MUSSELBURGH Racecourse is celebrating its 200th birthday this year and is calling for help to mark the milestone.
Whether it’s old-fashioned photographs that have been lying in a loft for decades or treasured family heirlooms that have pride of place, track bosses will welcome them all.
They are searching for prestigious artefacts and memorabilia that will take visitors on a journey back to its past in a unique exhibition.
The horse-racing venue remains the second largest in Scotland – and the 14th biggest in the UK.
The first race was recorded in 1777 under the auspices of the Royal Caledonian Hunt, but between 1789 and 1816, race meetings were held on the sands at Leith.
In 1816, they returned permanently to Musselburgh to a course that was laid out for them by the town’s council.
On Friday, July 8, the course will be hosting a special race day to celebrate two centuries of history.
Sarah Montgomery, senior operations and commercial manager at Musselburgh Racecourse, said: “We will work with Musselburgh Museum to pull together the most vivid, colourful and insightful picture of the part this racecourse has played in this community for the past 200 years.
“The racecourse is embedded in the fabric of Edinburgh and East Lothian and has touched countless lives over the years, from racing enthusiasts to those who are involved in racing and those who have worked here.
“We want to hear as many stories as possible so are calling out to anyone across central Scotland and beyond to share any Musselburgh Racecourse memorabilia they have to help contribute to this endeavour.
“That could include anything and everything from old photos and paintings to vintage programmes and betting slips.
“Others may have trophies, racing silks, saddles, farrier’s tools or even horseshoes which have been handed down through the generations.
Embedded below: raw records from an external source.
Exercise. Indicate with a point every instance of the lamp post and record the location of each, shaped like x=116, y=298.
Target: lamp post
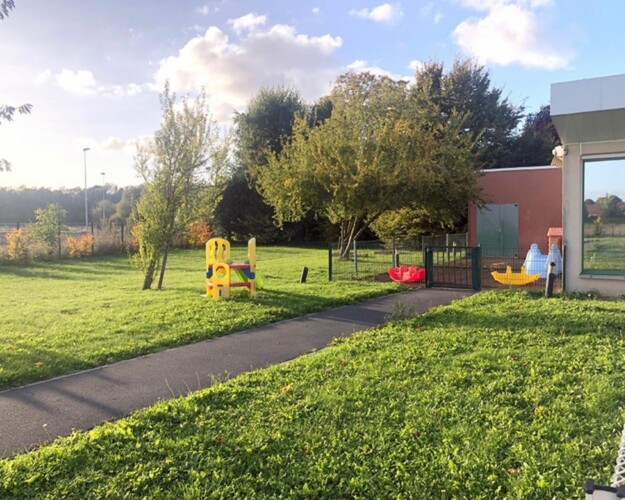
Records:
x=103, y=197
x=84, y=150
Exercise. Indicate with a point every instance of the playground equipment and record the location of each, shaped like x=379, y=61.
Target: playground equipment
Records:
x=405, y=274
x=220, y=269
x=535, y=262
x=516, y=279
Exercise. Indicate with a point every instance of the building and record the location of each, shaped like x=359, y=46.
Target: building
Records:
x=521, y=205
x=589, y=115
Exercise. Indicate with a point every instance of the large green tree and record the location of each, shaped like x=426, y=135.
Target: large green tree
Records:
x=466, y=90
x=265, y=125
x=534, y=145
x=173, y=168
x=375, y=153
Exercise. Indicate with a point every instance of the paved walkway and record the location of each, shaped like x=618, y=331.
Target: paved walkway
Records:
x=38, y=413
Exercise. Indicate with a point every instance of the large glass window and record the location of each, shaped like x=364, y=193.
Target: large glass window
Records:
x=604, y=216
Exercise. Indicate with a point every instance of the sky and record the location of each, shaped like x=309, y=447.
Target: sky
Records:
x=93, y=69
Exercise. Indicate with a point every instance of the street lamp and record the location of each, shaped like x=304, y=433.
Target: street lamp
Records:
x=103, y=197
x=84, y=150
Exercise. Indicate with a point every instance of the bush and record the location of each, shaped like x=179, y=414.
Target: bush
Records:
x=17, y=245
x=80, y=247
x=48, y=225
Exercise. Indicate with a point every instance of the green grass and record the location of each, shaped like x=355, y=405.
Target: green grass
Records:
x=604, y=254
x=503, y=395
x=65, y=316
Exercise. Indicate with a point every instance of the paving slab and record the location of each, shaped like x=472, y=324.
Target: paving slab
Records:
x=38, y=413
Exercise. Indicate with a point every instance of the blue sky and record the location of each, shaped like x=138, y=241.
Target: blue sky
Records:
x=93, y=69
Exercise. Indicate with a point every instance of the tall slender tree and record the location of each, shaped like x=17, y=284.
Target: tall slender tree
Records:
x=171, y=167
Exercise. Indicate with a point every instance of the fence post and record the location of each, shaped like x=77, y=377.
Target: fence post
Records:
x=563, y=269
x=59, y=239
x=355, y=259
x=329, y=261
x=476, y=268
x=429, y=267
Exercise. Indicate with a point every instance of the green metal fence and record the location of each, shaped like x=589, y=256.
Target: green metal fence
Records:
x=372, y=259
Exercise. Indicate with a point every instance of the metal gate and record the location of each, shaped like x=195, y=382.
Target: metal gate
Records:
x=453, y=267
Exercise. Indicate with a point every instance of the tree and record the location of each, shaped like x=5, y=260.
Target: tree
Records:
x=261, y=130
x=7, y=112
x=490, y=120
x=610, y=206
x=171, y=167
x=535, y=143
x=266, y=125
x=372, y=155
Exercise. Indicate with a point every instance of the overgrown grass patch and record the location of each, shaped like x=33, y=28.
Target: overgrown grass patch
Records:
x=60, y=317
x=502, y=395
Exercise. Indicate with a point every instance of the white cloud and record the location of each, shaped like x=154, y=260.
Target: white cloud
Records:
x=415, y=64
x=79, y=82
x=384, y=13
x=511, y=32
x=248, y=22
x=361, y=66
x=232, y=71
x=82, y=82
x=128, y=146
x=205, y=10
x=43, y=77
x=113, y=144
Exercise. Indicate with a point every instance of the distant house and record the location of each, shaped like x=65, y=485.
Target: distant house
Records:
x=589, y=116
x=521, y=205
x=593, y=210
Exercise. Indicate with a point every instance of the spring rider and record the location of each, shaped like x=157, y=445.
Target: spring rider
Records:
x=220, y=270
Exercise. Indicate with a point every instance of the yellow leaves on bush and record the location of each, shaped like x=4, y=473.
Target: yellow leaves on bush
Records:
x=17, y=244
x=81, y=246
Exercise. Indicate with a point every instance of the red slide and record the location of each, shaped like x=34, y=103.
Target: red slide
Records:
x=405, y=274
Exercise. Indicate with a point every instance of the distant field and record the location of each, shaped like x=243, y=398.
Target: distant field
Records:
x=64, y=316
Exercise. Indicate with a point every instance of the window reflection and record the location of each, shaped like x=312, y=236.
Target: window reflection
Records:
x=604, y=217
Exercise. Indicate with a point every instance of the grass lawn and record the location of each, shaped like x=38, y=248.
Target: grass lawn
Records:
x=502, y=395
x=60, y=317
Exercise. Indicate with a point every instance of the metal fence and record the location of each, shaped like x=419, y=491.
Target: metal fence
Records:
x=372, y=259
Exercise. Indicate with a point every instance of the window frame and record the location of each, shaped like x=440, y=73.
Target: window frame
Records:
x=585, y=272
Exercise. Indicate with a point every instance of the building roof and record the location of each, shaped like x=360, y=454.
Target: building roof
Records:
x=589, y=110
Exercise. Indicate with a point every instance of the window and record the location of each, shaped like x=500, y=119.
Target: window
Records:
x=604, y=217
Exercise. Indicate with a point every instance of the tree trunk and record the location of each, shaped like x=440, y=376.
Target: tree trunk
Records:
x=350, y=231
x=149, y=275
x=164, y=263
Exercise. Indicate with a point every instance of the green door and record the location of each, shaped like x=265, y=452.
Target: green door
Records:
x=498, y=230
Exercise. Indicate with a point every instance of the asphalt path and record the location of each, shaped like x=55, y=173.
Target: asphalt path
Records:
x=38, y=413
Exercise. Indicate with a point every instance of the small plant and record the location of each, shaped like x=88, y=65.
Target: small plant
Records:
x=81, y=246
x=17, y=245
x=597, y=227
x=49, y=222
This is such a massive year for Musselburgh Racecourse that we want as many people as possible to be involved in telling the story of the racecourse right up to the present day.”
Dubbed the ‘sport of kings’, horse racing was once the preserve of the wealthy and the aristrocracy. It has entertained people for centuries and was particularly popular in post-war Britain, when horse races were the only event at which legal bets could be placed.
Musselburgh Racecourse’s long history has provided a wealth of memorable events, including world-class horses and jockeys.
In 1968, Make Whoopee with lightweight jockey Norman McIntosh won “with a late run” by half a length over the favourite.
In 1959, Lester Piggott unexpectedly won the Edinburgh Gold Cup on his horse, Illinois, even though it was his first visit to the course.
The venue survived the dark days of the 1980s and 90s, when falling crowds led to failing racecourses and could have seen its demise.
Following a partnership agreement between the Lothians Racing Syndicate and East Lothian Council, the Musselburgh Joint Racing Committee was formed, which succeeded in bringing the course back from the brink.
In 1999, annual attendance was below 40,000, but today more than 70,000 visitors a year attend racing events at Musselburgh. In the last decade, more than £6 million has been invested in facilities – including building the Queen’s Stand, which the Queen later declared officially open during a visit to Musselburgh Racecourse in 1995.
It also includes the refurbishment of the Edwardian grandstand, a new parade ring, weighing room, the Links Pavilion main entrance and state-of-the-art stables.
Musselburgh Racecourse has always been popular with racing enthusiasts, but it is now becoming a draw for both families and corporate clients.
Anyone who would like to contribute to the planned exhibition has until Friday, June 17 to take part. Offerings can be dropped off at Musselburgh Museum any Thursday to Saturday from 10.30am to 4pm. Further details can be found at www.musselburghmuseum.org.uk.